As a general rule I do value input from other specialists, but I'm still not really seeing what PMR is going to be able to tell me that I wouldn't get from a couple of basic directed questions to the patient, that would be relevant to my anesthetic.
Educate me ... what sort of things might you tell me that would make me alter my anesthetic plan?
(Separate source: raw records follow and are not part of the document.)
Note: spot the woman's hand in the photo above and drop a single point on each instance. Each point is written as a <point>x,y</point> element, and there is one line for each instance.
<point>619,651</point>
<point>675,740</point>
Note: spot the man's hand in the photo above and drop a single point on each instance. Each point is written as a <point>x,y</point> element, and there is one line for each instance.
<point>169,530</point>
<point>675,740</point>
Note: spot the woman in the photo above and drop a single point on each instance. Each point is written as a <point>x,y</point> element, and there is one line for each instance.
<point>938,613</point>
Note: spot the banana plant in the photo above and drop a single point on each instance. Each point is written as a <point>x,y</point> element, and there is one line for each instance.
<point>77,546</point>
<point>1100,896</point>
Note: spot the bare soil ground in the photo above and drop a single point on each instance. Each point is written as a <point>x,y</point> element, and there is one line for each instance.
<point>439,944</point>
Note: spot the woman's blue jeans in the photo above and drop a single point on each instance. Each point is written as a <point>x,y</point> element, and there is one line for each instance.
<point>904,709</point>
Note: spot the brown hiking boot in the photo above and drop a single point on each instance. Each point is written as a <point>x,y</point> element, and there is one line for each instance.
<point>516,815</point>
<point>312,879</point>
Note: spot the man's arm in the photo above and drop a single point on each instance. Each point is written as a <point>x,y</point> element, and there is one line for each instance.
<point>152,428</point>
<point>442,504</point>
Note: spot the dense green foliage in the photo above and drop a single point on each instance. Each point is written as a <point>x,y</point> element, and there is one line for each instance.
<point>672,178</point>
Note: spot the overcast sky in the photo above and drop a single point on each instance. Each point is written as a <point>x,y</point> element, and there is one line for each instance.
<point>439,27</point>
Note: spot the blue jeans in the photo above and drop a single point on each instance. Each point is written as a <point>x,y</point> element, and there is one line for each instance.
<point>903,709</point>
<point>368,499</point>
I'm not trying to be rude, but I sort of suspect that the kind of input I'd get from PMR would be along the lines of cardiology telling me to avoid hypoxia and hypotension.
Edit - To be more specific, cardiology might do a surface echo or cath and give me data; they might recommend diuresis or other optimization for a CHF patient prior to surgery. What data and/or optimization will PMR provide or do that is important or useful to me?
It depends on how much you know. The OP expressed uncertainty about AD, difficulty of extubating an SCI patient, so that's an attending I would hope would consult us (formally or curbside). FPP kind of covered most of the relevant physio (AD minimized, but still a possible risk and prepare to deal with it, pt likely not to have intercostal innervation, watch the bladder, etc.). That's an attending I think we wouldn't be as concerned about coming up with their own plan. If you understand the basics of SCI physio, then we're unlikely to be changing your plan, but the OP and some other posters above didn't express a full understanding of SCI (which is understandable--many aren't dealing with SCI patients). An attending who doesn't understand AD (and that leg positioning can cause it, among many other things) is someone who doesn't know what they don't know, and ideally they should be touching base with us (or a more experienced colleague). We're the experts on AD--we manage it on our floor all the time. We're always happy to educate our colleagues on it (just as I'm sure you're happy to educate us if we don't understand your anesthetic plan-assuming you've got the free time!)
Knowing the patient's full ASIA classification (A, B, C, D, or E) is helpful (the OP only mentions their level)--a patient with a C6 ASIA D SCI may be walking and coughing just fine--no need to worry about AD, loss of intercostals/accessory muscles, etc.
Knowing the patient's extubation history is also important, and that may be something the patient remembers--if not, it's worth asking the patient's SCI physician (who's essentially their PCP), if they have a hx of difficult extubations, aspirations, etc. It may or may not change your plan, but it helps you be more prepared.
Typically most of the consults we get are from the surgeons planning the procedure. Occasionally we hear from anesthesia (like with a pregnant SCI patient), but usually by then we've already given our opinion, and often the anesthesiologist already knows what to do.
The main risks are respiratory compromise, and risk of AD (most often bowel/bladder, but can result from wounds, positioning, a folded sheet under the patient's skin, etc.) The surgery itself, in this case, won't cause AD as the noxious stimulus is above the level of injury, but there are still some things to be aware of. Many SCI patients will have baseline bradycardia and hypotension, so a patient's baseline SBP is in the 80's, the 120's is AD.
Short story, most of what we provide is education (we're not going to do any tests), which can help prevent complications, and we're happy to do that for any SCI patient of ours that a provider isn't sure about how to treat.